There is a déjà vu quality to current deliberations about the future of the Given Memorial Library and Tufts Archives. In Pinehurst, one gets the feeling that when it comes to the Given Library’s future, we seem to always be going around in circles.

A study group examining the library situation to ensure its long-term survival recommended that the village government hire professional experts to study the matter. The village government has agreed to spend up to $25,000 for such a study, which would analyze space and facility use, programs, services, size needs and financing.

Such a study will have to deal with the persistent and vexing issue of the National Park Service (NPS) and its historic resistance to the library’s expansion at its present site. To conduct any study before that issue is resolved will be a complete waste of taxpayer money. No study should begin until the village and its citizens determine how to deal with the NPS.

To the best of my knowledge, there has never been a formal meeting held at NPS headquarters in Atlanta with village officials and representatives of the Given Library and Tufts Archives. I have never understood why village officials have neglected this obvious need. In business, success is usually achieved by building close working relationships. The NPS has not been contacted over many years of contention. The village has a very large staff and devoted elected officials, yet it has never established a close relationship with this important federal agency.

I believe that most residents of Pinehurst who use the library and Tufts Archives would prefer that it remain where it is, subject to needed expansion to accommodate population growth. The library has had architects design just such an expanded facility to achieve that goal. NPS has seen those plans. That practical design should be viewed by all who have an interest in the library’s future. It is not revolutionary or extreme, but modest in appearance. It extends the present building out to its property limits and does not exceed them. However, it does not allow for setbacks along the property borders but builds right up to the very edges. Such setbacks are irrelevant because the adjacent land cannot be built upon. It is to be preserved as part of the Village Green.

One can admire the NPS for seeking to preserve the Village Green, but one must question whether its imprimatur is worth the high price associated with enjoying its federal historic designation. Should a local library’s expansion decision, which will affect every Pinehurst resident, be subject to veto by bureaucrats with no stake in the game except following often arcane rules?

The NPS never objected to radical changes to facilities at the Country Club, including the construction of pools and water slides. Yet it finds fault with modest changes to our library. If NPS cannot be sanguine about a modified library expansion, the village should discontinue using the Historic Landmark designation. The designation has never been promoted by Pinehurst. Visitors are not flocking here because of it. It is an honor, surely, but perhaps it is time to return it to Uncle Sam with our thanks.

Until the NPS matter is resolved, no public funds should be spent to research the issue. It has been studied to death. If the NPS agrees to keep its hands off the library, then a study makes sense. Should it become a public library, continue as a private one, or be a hybrid can be fully evaluated.

Whatever is decided, the future of the Tufts Archives deserves extra careful consideration. As the former historian of the Pinehurst Country Club, I can attest to the value of the archives. It is a priceless research resource.
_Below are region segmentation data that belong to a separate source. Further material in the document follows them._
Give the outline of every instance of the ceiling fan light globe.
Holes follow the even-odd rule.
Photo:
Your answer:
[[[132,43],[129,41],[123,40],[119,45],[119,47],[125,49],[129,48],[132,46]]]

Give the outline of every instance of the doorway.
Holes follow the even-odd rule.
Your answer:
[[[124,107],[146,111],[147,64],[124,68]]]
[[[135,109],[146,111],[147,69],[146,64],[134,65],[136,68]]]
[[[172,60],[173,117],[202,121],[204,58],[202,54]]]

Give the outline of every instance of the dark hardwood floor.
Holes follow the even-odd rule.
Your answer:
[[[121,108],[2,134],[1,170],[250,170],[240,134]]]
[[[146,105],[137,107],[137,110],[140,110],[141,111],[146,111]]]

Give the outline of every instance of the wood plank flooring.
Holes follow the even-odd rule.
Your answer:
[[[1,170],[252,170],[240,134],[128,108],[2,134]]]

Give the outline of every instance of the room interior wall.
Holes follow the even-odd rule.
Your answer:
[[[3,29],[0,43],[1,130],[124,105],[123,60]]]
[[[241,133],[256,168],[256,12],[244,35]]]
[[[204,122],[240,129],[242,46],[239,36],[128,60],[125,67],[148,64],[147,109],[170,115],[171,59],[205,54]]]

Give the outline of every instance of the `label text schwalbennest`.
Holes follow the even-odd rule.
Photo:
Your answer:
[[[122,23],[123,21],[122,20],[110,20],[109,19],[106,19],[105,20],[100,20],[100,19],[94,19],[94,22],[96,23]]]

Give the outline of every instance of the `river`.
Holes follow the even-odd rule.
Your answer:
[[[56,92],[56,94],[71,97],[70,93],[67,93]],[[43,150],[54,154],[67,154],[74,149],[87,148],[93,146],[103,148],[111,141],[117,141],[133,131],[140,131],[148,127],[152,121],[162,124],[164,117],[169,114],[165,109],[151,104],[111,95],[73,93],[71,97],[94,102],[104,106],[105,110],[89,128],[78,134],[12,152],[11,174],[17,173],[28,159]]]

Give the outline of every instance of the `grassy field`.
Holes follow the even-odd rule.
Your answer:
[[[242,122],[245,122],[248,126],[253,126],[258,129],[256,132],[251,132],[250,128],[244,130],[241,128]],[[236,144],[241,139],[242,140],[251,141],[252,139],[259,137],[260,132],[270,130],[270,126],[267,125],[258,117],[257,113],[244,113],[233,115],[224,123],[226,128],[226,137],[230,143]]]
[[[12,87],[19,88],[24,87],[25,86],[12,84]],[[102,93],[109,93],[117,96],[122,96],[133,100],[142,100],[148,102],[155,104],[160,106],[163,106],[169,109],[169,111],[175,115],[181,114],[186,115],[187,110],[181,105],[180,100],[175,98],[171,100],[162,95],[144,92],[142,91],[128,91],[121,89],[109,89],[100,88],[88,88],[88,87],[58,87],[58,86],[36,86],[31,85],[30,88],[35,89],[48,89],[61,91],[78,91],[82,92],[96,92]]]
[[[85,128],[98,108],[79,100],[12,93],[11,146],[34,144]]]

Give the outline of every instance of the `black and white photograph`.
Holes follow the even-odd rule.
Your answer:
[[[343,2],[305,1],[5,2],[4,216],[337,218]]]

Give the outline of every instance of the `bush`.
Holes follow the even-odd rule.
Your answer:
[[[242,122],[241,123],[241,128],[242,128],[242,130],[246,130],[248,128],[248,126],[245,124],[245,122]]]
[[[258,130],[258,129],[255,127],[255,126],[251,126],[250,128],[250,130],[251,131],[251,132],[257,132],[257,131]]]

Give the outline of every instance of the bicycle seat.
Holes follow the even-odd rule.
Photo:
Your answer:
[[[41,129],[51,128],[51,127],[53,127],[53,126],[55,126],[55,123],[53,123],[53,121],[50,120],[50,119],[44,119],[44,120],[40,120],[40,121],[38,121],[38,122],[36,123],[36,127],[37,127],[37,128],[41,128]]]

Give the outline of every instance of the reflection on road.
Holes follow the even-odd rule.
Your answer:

It preserves rare Donald Ross architectural course drawings, thousands of historic photographs and important documents related to Pinehurst, the Tufts family, Donald Ross and its unique history as America’s premier golf resort.

Now all of that is well-protected. It is highly valued and utilized by golf writers, reporters, scholars, historians and students. It is sustained under the aegis of a unique person, Audrey Moriarty, who is both librarian and archivist. She has gathered a collection of volunteers who are devoted to the institution and to the Given Book Store, which raises funds for the operation, while providing good food and books to residents for low prices.

The village government has wisely put aside $1 million for future library expansion and has granted funds annually to help finance the Given and Tufts operations. That money should not be disturbed but held in abeyance until realistic plans for the institution are finalized.